After 20 Years, NAFTA Leaves Mexico’s Economy in Ruins

Sonali Kolhatkar
TruthDig
 
Twenty years ago, on Jan. 1, 1994, a trade deal championed by Democratic President Bill Clinton went into effect. The North American Free Trade Agreement was meant to integrate the economies of the United States, Canada and Mexico by breaking down trade barriers between them, creating jobs and closing the wage gap between the U.S. and Mexico.

What in fact happened under NAFTA was that heavily subsidized U.S. corn flooded the Mexican market, putting millions of farmers out of work. Multinational corporations opened up factories creating low-wage jobs at the expense of organized labor and the environment. This, in turn, drove waves of migration north.

Meanwhile, corporate profits soared, and Mexico boasted the richest man in the world, Carlos Slim. Walmart and Krispy Kreme conquered Mexico, and ordinary Mexicans had access to the same consumer goods as their neighbors to the north. The economies of all three nations, measured only by GDP rather than jobs or wages, were pronounced grand successes, even though the U.S. and Canada disproportionately reaped more financial benefits.

Meanwhile, in the U.S., manufacturing jobs fell dramatically and organized labor lost even more clout. The Great Recession of 2008 worsened the downward trend, especially for Mexicans. Mexico’s economy, tied intimately to the U.S.’ because of NAFTA, suffered more than any other country in Latin America.
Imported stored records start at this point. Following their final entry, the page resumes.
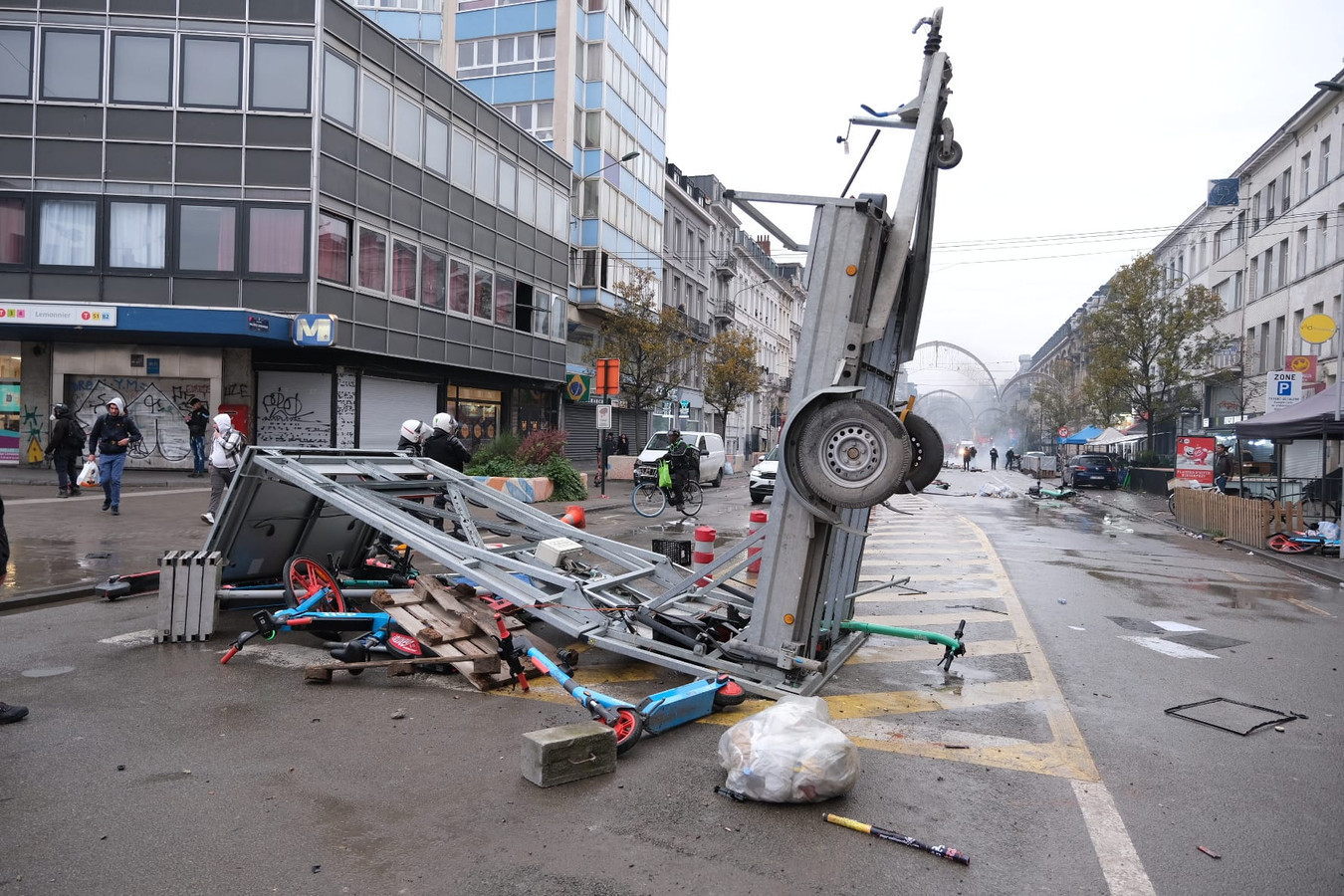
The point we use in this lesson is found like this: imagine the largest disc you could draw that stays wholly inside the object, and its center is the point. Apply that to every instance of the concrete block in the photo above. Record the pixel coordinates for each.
(568, 753)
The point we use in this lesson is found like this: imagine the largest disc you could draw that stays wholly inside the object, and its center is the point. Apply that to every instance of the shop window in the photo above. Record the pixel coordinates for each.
(141, 69)
(16, 64)
(72, 65)
(338, 89)
(207, 238)
(459, 287)
(277, 241)
(68, 233)
(212, 73)
(14, 231)
(433, 278)
(372, 261)
(403, 269)
(136, 234)
(280, 76)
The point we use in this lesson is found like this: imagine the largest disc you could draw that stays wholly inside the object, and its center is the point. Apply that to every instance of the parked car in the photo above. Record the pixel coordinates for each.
(710, 445)
(761, 483)
(1090, 469)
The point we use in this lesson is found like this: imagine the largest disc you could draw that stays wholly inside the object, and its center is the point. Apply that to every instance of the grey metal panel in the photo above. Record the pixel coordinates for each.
(338, 142)
(334, 300)
(406, 208)
(373, 195)
(15, 156)
(69, 121)
(68, 158)
(280, 130)
(136, 291)
(369, 310)
(208, 165)
(16, 118)
(210, 127)
(138, 123)
(66, 287)
(276, 296)
(212, 8)
(279, 166)
(138, 161)
(336, 179)
(221, 293)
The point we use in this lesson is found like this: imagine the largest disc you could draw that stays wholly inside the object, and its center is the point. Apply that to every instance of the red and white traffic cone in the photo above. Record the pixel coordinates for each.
(703, 554)
(759, 519)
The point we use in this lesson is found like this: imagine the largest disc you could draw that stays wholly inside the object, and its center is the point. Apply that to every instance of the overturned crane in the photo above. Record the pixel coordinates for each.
(844, 450)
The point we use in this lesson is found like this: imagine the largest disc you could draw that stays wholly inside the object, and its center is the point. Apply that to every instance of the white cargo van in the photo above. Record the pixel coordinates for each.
(710, 445)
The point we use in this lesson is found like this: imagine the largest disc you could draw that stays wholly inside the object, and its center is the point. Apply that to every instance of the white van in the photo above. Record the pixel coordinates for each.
(710, 445)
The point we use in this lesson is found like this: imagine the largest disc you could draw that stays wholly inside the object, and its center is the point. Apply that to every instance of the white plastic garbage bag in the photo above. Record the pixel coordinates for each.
(789, 754)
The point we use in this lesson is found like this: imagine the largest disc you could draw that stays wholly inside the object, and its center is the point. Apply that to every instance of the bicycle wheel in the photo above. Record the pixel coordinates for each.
(692, 499)
(648, 499)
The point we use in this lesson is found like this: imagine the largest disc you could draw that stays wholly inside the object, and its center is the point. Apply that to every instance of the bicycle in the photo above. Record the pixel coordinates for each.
(649, 499)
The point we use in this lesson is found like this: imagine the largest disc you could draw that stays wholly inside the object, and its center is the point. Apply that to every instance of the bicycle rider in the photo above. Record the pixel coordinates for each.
(683, 461)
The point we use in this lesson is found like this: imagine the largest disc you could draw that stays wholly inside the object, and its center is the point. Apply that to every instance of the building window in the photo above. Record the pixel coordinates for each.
(484, 304)
(406, 127)
(436, 145)
(280, 76)
(333, 249)
(136, 234)
(338, 91)
(277, 241)
(72, 65)
(372, 261)
(433, 278)
(141, 69)
(14, 231)
(207, 238)
(375, 112)
(459, 287)
(405, 258)
(212, 73)
(16, 64)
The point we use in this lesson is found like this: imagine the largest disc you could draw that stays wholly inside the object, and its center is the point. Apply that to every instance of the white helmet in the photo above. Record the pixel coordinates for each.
(411, 430)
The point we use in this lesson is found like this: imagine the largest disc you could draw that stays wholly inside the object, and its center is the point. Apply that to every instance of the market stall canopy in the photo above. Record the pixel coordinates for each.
(1310, 418)
(1082, 437)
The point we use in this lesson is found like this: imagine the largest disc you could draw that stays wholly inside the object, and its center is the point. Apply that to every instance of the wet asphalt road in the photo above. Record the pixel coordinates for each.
(154, 770)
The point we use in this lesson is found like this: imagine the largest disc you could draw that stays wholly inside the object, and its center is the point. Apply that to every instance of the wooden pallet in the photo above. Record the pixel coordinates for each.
(454, 626)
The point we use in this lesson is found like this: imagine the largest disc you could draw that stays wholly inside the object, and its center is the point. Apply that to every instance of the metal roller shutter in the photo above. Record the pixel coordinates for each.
(384, 404)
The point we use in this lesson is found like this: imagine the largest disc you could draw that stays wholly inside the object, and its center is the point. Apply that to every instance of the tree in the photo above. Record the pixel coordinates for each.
(732, 372)
(649, 341)
(1151, 338)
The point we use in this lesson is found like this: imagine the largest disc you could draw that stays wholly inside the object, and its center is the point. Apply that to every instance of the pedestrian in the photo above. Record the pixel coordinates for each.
(8, 712)
(225, 453)
(449, 450)
(66, 449)
(110, 439)
(196, 419)
(1222, 468)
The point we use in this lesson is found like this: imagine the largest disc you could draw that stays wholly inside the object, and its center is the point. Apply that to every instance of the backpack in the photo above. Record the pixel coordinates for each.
(76, 437)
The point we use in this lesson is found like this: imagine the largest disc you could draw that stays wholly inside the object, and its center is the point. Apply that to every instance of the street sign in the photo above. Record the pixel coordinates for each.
(1285, 389)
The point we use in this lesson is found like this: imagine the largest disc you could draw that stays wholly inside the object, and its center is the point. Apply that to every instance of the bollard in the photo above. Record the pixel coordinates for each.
(703, 554)
(759, 519)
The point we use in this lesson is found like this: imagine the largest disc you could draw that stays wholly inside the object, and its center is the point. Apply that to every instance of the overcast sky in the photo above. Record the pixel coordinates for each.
(1089, 129)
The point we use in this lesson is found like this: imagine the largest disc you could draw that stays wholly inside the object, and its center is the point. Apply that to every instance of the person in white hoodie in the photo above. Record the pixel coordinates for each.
(225, 452)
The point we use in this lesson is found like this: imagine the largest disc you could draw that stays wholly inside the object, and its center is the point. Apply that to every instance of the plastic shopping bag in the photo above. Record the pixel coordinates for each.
(789, 754)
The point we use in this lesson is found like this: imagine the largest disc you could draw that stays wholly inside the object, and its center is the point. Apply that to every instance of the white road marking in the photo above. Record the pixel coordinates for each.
(1120, 864)
(1168, 648)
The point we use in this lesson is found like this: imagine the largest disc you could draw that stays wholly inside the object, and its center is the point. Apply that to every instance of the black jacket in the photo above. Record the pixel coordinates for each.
(448, 450)
(110, 430)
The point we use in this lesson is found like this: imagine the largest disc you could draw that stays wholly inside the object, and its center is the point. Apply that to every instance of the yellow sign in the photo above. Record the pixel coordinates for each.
(1317, 328)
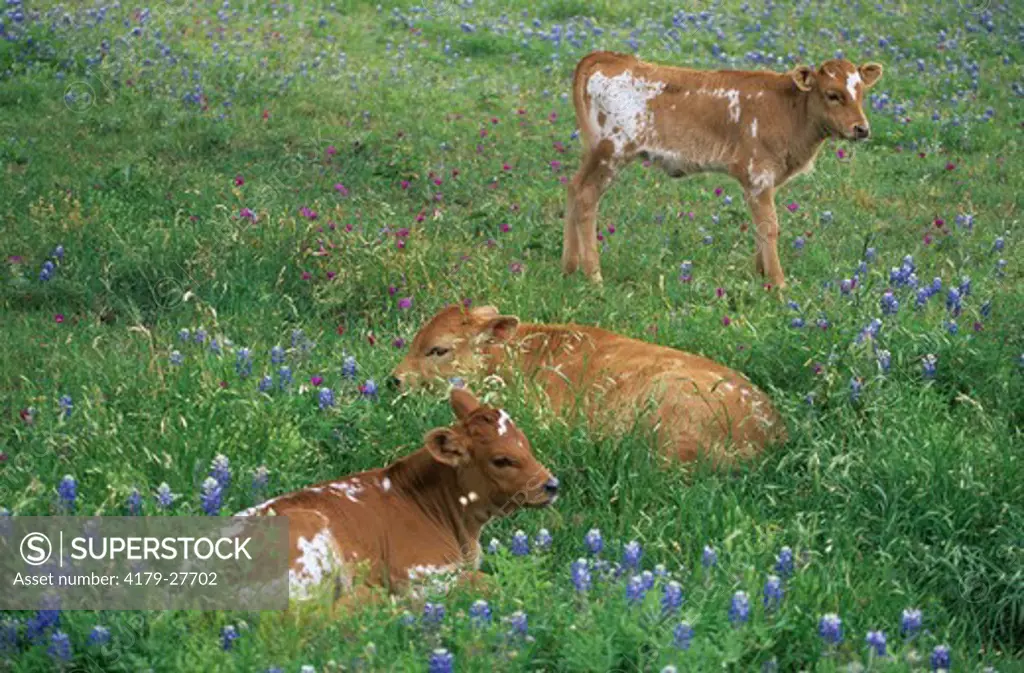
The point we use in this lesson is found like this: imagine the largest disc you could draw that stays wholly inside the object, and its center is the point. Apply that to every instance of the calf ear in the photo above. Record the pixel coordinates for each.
(803, 77)
(500, 329)
(869, 74)
(445, 447)
(463, 403)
News reports on NAFTA’s anniversary point out that as a result of the free trade agreement, Mexicans today can buy designer sneakers or iPhones. Manuel Perez-Rocha, an associate fellow at the Institute for Policy Studies in Washington, D.C., and a Mexican national, told me in an interview, “This is a new spin—praising the riches of consumerism. All these new analyses about how Mexico is becoming a more middle-class society and able to buy more products from the United States—it’s just baloney. According to official statistics from Mexico, most Mexicans are poor and belong to the lower class, and this is the reason why there has been so much migration to the United States.”